La police serbe a arrêté mercredi huit hommes accusés d'être impliqués dans le massacre de 8000 musulmans bosniens commis par les forces serbes de Bosnie en 1995, à Srebrenica, dans l'est de cette ex-république yougoslave, a annoncé le procureur chargé du dossier.

«Il s'agit du premier cas pour notre bureau d'une telle ampleur lié au massacre de Srebrenica», a dit à l'AFP le porte-parole du parquet serbe responsable de crimes de guerre, Bruno Vekaric.

L'annonce de l'arrestation de sept suspects est intervenue dans la matinée tandis qu'une huitième personne a été arrêtée dans la journée, selon M. Vekaric.

Les huit sont des ex-policiers appartenant à une unité spéciale de la police serbe bosnienne, a précisé le procureur chargé des crimes de guerre dans un communiqué.

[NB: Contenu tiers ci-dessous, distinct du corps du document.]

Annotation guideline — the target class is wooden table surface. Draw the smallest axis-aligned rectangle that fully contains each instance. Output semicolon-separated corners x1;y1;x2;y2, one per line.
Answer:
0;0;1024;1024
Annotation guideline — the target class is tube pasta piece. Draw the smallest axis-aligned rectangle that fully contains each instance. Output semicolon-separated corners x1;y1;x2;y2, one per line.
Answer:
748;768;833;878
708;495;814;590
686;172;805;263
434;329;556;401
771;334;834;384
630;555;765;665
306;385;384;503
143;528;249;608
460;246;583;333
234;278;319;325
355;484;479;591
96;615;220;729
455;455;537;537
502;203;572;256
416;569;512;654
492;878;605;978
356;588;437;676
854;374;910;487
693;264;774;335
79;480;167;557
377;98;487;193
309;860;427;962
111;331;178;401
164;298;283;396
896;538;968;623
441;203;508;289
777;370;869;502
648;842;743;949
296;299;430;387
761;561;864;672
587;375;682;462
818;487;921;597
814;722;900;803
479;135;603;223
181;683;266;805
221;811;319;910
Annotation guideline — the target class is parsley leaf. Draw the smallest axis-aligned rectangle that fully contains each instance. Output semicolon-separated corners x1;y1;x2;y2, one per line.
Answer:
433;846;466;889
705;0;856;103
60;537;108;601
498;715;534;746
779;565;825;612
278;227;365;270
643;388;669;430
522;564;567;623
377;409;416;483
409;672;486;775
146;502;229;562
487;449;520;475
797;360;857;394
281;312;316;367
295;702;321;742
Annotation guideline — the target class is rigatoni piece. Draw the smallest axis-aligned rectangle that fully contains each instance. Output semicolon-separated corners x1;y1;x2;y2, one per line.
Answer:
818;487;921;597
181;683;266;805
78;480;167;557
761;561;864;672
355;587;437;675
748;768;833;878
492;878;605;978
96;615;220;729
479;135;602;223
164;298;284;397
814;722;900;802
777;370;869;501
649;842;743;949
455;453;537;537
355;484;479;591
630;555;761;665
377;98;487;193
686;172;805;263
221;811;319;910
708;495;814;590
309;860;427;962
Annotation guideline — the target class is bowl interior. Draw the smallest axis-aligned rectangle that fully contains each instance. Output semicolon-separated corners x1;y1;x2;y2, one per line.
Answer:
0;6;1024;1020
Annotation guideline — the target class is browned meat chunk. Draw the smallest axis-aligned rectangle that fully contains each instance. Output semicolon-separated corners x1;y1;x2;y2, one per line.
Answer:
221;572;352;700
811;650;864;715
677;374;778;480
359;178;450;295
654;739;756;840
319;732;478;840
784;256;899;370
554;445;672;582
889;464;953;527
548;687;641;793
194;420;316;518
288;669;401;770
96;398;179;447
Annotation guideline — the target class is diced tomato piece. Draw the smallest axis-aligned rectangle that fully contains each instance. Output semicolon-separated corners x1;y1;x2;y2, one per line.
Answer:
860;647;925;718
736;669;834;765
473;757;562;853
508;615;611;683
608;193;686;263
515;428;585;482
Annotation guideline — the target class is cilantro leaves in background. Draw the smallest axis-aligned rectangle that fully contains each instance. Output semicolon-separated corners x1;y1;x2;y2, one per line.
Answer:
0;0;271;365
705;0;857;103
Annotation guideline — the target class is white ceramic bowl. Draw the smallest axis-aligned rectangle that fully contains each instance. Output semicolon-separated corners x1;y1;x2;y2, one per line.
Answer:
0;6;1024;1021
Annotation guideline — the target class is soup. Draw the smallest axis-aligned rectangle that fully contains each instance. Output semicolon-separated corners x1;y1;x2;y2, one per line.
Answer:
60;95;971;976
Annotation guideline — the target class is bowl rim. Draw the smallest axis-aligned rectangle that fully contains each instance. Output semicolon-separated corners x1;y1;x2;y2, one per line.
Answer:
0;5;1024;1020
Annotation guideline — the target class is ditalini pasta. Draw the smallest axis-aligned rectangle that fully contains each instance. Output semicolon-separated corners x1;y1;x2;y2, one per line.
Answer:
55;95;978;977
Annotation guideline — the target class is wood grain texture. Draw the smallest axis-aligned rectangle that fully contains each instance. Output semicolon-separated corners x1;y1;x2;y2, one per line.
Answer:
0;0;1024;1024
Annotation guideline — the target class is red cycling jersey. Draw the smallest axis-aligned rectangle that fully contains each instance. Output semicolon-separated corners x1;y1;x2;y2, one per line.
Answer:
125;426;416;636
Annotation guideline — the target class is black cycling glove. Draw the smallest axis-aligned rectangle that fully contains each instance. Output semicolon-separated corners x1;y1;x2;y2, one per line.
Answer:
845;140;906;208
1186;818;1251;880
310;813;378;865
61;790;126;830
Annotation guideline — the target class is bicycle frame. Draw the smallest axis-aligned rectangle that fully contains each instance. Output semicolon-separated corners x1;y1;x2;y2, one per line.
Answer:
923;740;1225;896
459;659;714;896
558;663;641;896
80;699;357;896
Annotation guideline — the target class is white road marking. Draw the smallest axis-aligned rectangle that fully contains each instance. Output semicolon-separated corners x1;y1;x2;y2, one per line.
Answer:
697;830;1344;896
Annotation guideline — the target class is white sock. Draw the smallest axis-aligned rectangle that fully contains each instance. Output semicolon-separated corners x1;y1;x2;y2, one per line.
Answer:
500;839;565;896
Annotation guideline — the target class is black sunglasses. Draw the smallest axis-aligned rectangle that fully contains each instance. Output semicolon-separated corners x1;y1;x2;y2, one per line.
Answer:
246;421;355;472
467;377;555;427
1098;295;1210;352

Parmi eux se trouve le commandant de cette unité, Nedeljko Milidragovic, a-t-on appris de source proche du dossier. Surnommé «Nedjo le boucher», il s'était, selon la presse locale, reconverti en homme d'affaires en Serbie.

Les huit sont accusés «d'avoir commis des crimes de guerre contre la population civile», notamment d'être impliqués dans le meurtre de 1.000 musulmans, à Kravica, dans la région de Srebrenica, en juillet 1995.

De son côté, le parquet bosnien s'est félicité de ces arrestations et affirmé qu'elles illustraient la bonne coopération entre la justice serbe et bosnienne.

En revanche, 20 ans après le massacre, Hatidza Mehmedovic, présidente d'une association des mères de Srebrenica, a accueilli «résignée» ces arrestations.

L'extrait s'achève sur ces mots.